“The system could place agents on a target's device, extract communications, location data, and device identifiers, and self-destruct on detection - all running simultaneously across multiple targets. Operators were managing every agent, every command, and every status check through a command line. By hand.”
Cytotech builds offensive cyber platforms for classified defense clients. The system runs intelligence operations: software agents are covertly deployed onto target devices, where they extract data - emails, contacts, location history, communications from encrypted apps - and report back while staying invisible on the target. A single operation runs multiple agents in parallel, each executing a separate command queue, each at a different stage of extraction. The operator's job is to manage all of it live: which agents are healthy, what commands are queued, what intelligence has come back, and whether any agent needs to be terminated before it is detected. I designed the full UX for the control interface. Because of classification restrictions, I had no direct access to operators at any point in the project - every insight came through the product team and subject matter experts. The concept was presented to the full company at the end with no user testing behind it. Two minor comments came back. No substantive opposition.
How the system came together.
The constraint that sharpened the process
Standard user research was off the table. Classification restrictions removed direct operator access entirely. Every requirement came filtered through the product team and SME sessions. I used those sessions to map the shape of the operator's day: which decisions competed for the same attention, which states were dangerous, which tasks were routine versus critical. Cross-referencing session notes against the system documentation gave me a user model specific enough to design from - even without a user in the room. The first request was to get into a room with at least one operator under any clearance arrangement. The answer was no. Designing from documentation alone produced a structure the product team called "technically correct but operationally wrong." The sessions-plus-documentation method came from that failure.
Two areas, one screen
The core structural decision came before designing a single element. An operator managing live agents runs two cognitive tasks simultaneously: monitoring what each agent is doing and deciding what to tell it to do next. Health monitoring and command dispatch cannot compete for the same visual space. I split the screen into two fixed zones - agent health on the left, command queue on the right - and got that structure confirmed by the product team before elaborating anything inside it. Every screen that followed inherited the same spatial logic. The first concept was a tabbed interface - one tab for monitoring, one for commands. A walkthrough found the problem: switching tabs during a live operation meant losing context. Split-screen came from the requirement that both tasks had to be visible simultaneously, never behind a click.

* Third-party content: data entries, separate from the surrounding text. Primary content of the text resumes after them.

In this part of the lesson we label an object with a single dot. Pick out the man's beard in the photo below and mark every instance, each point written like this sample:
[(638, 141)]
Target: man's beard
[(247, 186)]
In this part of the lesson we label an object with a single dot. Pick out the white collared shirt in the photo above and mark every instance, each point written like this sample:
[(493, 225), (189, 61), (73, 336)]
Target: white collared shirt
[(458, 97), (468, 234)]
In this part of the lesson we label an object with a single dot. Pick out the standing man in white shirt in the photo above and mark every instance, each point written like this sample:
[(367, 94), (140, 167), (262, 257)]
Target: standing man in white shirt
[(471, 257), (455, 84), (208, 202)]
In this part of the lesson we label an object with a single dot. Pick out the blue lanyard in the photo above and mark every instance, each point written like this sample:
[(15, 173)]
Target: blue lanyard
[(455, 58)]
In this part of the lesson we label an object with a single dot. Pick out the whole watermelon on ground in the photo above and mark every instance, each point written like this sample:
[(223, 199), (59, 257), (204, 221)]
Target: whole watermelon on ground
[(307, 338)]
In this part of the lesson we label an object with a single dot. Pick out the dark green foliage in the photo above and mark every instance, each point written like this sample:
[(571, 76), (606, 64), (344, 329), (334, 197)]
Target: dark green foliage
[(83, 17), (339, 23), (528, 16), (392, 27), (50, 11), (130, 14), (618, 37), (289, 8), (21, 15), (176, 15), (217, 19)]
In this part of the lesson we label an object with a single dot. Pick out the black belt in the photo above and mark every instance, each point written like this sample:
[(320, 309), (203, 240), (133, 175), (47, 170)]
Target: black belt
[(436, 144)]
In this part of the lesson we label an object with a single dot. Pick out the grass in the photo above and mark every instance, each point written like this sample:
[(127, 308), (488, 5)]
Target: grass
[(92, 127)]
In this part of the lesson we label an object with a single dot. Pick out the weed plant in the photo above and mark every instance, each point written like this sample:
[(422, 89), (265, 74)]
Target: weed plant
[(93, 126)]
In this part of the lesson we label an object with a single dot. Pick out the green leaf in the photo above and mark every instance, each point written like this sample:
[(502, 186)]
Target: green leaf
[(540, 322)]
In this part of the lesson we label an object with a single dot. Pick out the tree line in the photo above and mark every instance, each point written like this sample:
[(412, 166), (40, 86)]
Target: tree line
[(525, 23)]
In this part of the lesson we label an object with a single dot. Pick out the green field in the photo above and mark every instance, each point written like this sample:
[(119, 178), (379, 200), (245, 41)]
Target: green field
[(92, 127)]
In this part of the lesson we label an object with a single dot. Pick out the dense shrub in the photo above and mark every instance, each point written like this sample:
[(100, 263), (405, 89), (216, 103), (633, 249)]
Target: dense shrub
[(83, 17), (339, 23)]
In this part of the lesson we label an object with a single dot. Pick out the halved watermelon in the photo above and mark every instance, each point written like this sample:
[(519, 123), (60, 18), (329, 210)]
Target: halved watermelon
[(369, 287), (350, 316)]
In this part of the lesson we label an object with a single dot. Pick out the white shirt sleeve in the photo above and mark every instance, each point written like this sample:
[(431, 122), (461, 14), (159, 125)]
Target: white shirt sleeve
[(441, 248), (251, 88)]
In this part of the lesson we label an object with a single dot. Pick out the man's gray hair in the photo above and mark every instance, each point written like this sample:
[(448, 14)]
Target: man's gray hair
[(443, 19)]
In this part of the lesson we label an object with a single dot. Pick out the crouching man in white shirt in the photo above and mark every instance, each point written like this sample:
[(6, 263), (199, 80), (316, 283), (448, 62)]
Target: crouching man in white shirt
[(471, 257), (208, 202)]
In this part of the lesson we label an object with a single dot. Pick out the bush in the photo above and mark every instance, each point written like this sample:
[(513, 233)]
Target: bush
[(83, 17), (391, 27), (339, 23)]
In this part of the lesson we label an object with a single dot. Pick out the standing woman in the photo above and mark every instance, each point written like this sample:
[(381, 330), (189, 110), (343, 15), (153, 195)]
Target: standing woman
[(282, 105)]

From raw extractions to readable intelligence
The analysis view is where retrieved data becomes usable. Agents extract emails, files, contacts, and device records from the target. The operator needs to browse, filter, and read that material quickly. The design challenge was not building a data viewer - it was finding a mental model operators already had. A three-column layout maps directly onto an email client: categories on the left, item list in the centre, detail panel on the right. An operator already knows how to work it without any training. The initial design was a custom data grid - sortable columns, bulk export, filters. In review, the product team pointed out that operators weren't analysts - they needed to browse and read, not process. The email-client metaphor borrowed a mental model operators already had without training.

A prototype that replaced fieldwork
Because direct user testing was blocked, the animated Figma prototype had to carry the full weight of what field research would normally provide. I built it around a developing scenario rather than a sanitised demo: from first surveillance contact through to target incrimination, including what happens during extended time on target. Walking through the scenario end-to-end surfaced capabilities that weren't in the initial requirements. I brought those to the product team not as questions but as proposals - features worth building that the brief hadn't asked for. Several made it into the accepted scope. The company ran a full internal review through the scenario. The concept came back with two or three minor comments and no substantive opposition. Accepted on first presentation.
What we shipped.
Five views covering the full operational cycle: the All Missions dashboard for situational overview; Definition, Attacks, and Agent Manager for running a mission live; and Analysis for processing what came back. Agent Manager is the core - health status, activity timeline, and command queue side by side on one screen, for one agent at a time.



What it changed.
When classification blocks user access, the prototype becomes fieldwork. Every decision that would normally get tested with a real user had to be stress-tested by making the scenario specific enough for people who knew the real operation to point at what was wrong. The concept came back almost clean. That outcome, with zero direct user access, was the whole point of building the prototype the way I did.